Setiap krisis menimbulkan dua persoalan, yakni kreativitas dan kemanusiaan. Untuk persoalan kreativitas, dia memandang, seniman umumnya ”kaget” sebentar lalu segera merespons kondisi krisis dengan kreativitas mereka. Di kalangan seniman, krisis menjadi alat penekan mereka berkarya. Dari krisis lahir estetika baru.
Persoalan kedua adalah kemanusiaan. Seniman meleburkan predikat kesenimanannya ke persoalan kemanusiaan. Aneka cara dilakukan agar bisa membantu sesama di tengah krisis. Menurut dia, hal itu sama positifnya dengan kreativitas yang akhirnya terbangun saat krisis.

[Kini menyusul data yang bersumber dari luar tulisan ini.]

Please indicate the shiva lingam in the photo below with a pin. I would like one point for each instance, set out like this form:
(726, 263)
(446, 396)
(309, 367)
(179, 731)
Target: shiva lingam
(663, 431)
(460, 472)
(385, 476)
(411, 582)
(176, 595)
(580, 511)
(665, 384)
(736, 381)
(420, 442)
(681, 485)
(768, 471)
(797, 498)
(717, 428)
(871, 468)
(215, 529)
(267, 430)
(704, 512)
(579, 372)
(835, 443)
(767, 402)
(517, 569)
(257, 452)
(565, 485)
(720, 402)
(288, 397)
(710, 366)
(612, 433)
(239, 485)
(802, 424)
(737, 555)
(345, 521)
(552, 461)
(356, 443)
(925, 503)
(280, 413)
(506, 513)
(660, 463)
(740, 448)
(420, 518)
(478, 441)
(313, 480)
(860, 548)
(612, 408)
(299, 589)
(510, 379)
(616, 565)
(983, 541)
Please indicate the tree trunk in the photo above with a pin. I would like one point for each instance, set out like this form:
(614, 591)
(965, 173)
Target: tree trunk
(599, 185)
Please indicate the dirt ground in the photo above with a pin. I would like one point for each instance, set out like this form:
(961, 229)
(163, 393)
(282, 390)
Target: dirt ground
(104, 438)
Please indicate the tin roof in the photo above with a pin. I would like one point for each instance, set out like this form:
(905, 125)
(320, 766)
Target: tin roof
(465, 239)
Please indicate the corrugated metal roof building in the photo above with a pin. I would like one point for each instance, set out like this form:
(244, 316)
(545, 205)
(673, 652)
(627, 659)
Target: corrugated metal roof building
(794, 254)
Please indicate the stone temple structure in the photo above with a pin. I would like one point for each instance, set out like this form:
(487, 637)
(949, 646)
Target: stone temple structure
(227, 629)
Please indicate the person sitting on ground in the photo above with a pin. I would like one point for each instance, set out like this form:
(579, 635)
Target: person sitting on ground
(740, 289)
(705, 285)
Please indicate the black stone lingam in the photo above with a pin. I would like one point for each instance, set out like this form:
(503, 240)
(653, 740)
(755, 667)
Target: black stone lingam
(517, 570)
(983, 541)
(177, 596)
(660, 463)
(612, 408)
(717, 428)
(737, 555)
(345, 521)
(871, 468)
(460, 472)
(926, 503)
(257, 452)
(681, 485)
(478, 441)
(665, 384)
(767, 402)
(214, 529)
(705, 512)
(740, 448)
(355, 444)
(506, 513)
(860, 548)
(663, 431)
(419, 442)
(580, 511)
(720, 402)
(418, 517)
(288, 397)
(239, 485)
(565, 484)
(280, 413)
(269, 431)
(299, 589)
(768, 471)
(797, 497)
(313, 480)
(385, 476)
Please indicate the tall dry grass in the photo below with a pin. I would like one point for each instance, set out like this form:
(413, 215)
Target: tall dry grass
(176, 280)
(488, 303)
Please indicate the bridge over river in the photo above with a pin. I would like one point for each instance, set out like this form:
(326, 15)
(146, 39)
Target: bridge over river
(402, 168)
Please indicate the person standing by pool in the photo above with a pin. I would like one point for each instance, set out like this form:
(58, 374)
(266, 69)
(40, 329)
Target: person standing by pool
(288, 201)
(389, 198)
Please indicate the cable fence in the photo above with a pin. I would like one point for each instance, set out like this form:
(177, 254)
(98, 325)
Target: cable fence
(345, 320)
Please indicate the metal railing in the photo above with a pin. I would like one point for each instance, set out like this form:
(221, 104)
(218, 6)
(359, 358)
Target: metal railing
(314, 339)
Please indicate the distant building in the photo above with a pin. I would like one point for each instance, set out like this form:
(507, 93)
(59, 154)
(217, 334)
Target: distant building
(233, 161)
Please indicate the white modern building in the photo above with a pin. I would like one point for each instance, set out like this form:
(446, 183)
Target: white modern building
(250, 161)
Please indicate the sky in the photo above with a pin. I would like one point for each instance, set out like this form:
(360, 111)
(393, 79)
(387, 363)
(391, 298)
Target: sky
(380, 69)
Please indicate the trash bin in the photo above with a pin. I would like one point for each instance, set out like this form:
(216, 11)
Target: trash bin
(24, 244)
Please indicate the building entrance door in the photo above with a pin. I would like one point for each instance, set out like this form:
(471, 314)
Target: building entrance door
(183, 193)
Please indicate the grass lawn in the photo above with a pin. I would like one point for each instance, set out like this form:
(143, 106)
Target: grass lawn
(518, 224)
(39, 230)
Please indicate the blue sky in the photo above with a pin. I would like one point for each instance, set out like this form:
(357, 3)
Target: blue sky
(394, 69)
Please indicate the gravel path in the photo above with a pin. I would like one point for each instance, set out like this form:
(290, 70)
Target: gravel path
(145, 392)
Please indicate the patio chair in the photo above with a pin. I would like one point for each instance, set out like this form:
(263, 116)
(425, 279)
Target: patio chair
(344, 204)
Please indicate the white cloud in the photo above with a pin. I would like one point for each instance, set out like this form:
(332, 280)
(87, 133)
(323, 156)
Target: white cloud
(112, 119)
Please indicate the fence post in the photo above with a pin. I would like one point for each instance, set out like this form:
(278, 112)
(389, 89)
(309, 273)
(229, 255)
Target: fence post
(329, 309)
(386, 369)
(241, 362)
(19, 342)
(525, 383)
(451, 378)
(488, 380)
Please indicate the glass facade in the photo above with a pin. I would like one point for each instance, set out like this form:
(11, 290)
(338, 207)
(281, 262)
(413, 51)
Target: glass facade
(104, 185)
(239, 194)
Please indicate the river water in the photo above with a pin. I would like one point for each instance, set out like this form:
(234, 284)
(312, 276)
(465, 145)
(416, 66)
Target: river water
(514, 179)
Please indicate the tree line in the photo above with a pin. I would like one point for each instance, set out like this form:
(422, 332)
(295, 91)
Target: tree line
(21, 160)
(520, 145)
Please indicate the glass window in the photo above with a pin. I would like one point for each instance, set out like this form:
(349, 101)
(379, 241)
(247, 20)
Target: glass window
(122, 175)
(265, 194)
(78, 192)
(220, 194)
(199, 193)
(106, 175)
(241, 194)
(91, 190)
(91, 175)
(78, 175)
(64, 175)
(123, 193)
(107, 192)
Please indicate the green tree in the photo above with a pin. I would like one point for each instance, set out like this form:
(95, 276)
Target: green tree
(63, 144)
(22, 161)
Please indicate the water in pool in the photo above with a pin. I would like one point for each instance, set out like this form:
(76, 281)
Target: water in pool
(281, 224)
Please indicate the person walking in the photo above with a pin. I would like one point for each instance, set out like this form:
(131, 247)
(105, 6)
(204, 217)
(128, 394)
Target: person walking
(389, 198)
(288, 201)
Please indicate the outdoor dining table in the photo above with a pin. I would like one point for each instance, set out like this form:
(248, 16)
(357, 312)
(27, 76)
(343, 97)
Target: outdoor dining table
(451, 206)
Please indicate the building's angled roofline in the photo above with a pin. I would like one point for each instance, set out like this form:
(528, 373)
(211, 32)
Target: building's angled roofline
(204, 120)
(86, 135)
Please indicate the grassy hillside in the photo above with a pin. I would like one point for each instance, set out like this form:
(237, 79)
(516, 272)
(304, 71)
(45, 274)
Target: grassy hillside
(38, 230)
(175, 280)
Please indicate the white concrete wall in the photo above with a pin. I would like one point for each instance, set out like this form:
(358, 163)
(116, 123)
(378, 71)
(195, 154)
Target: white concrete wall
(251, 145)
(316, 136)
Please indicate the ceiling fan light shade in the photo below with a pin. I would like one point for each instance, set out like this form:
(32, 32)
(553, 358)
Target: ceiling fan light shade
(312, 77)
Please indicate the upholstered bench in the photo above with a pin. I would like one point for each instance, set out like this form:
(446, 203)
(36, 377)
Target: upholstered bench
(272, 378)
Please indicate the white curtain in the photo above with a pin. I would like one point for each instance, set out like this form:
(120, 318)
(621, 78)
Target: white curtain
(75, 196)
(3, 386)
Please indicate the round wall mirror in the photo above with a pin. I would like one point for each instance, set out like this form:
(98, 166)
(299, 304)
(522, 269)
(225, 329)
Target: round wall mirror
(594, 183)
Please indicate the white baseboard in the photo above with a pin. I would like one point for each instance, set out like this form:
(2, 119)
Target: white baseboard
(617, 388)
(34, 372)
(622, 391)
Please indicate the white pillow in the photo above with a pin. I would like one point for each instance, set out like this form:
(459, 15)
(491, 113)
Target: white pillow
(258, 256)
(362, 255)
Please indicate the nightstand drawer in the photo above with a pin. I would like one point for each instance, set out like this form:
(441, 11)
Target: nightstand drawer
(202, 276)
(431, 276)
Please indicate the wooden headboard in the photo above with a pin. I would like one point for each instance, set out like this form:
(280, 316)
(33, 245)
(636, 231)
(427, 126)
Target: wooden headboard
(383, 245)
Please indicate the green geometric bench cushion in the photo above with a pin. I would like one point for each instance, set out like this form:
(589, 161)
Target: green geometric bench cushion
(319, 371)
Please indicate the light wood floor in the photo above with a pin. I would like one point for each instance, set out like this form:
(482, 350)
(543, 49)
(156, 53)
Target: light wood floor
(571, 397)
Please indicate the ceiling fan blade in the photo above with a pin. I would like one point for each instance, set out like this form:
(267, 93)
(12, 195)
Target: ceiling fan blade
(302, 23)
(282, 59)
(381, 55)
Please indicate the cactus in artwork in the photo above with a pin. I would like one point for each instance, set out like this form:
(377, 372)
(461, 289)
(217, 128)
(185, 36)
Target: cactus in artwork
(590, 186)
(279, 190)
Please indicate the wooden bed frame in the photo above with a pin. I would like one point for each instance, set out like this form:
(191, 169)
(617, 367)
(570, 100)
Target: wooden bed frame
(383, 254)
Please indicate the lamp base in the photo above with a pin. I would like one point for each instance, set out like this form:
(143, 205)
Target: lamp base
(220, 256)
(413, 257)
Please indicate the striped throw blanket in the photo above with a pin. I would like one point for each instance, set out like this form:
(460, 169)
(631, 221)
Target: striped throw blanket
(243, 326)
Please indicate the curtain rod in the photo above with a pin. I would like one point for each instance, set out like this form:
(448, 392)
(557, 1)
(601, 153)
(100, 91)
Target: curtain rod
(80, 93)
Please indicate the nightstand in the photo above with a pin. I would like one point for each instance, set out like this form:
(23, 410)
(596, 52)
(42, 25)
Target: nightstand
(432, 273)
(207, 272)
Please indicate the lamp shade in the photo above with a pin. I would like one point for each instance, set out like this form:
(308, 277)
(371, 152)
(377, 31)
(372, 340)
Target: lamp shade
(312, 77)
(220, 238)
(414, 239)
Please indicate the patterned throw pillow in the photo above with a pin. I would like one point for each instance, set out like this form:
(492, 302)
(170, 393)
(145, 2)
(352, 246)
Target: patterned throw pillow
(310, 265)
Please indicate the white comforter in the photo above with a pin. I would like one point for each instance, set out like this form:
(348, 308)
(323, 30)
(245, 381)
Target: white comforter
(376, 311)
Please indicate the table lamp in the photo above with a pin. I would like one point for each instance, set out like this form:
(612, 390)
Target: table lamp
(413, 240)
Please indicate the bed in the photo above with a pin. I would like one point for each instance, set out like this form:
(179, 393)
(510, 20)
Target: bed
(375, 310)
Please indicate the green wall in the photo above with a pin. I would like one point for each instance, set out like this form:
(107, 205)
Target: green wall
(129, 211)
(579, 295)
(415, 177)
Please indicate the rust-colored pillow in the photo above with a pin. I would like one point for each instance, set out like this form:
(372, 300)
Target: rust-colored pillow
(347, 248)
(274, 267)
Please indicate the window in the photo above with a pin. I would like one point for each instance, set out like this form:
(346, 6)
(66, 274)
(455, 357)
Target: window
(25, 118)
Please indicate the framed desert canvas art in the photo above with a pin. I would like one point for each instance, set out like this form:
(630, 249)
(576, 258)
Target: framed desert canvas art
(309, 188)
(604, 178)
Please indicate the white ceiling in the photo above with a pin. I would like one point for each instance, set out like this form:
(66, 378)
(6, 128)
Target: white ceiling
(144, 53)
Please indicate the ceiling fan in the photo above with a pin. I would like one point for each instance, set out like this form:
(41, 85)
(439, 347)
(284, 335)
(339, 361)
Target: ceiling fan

Praktik berkesenian para seniman saat ini sedang berada dalam arus perubahan terus-menerus. Perubahan ini sudah termasuk medium berkarya.
Baca juga: Agar Tetap Produktif, Seniman Manfaatkan Platform Digital
Menurut Suwarno, bagi seniman kreatif, perubahan terus-menerus seperti sekarang bisa menjadi kesempatan bagus. Masa pandemi Covid-19 bisa menjadi tantangan baru bagi seniman untuk menyelesaikan ”kesepian”-nya yang menjadi lebih panjang, lalu memiliki waktu memasuki ruang estetik.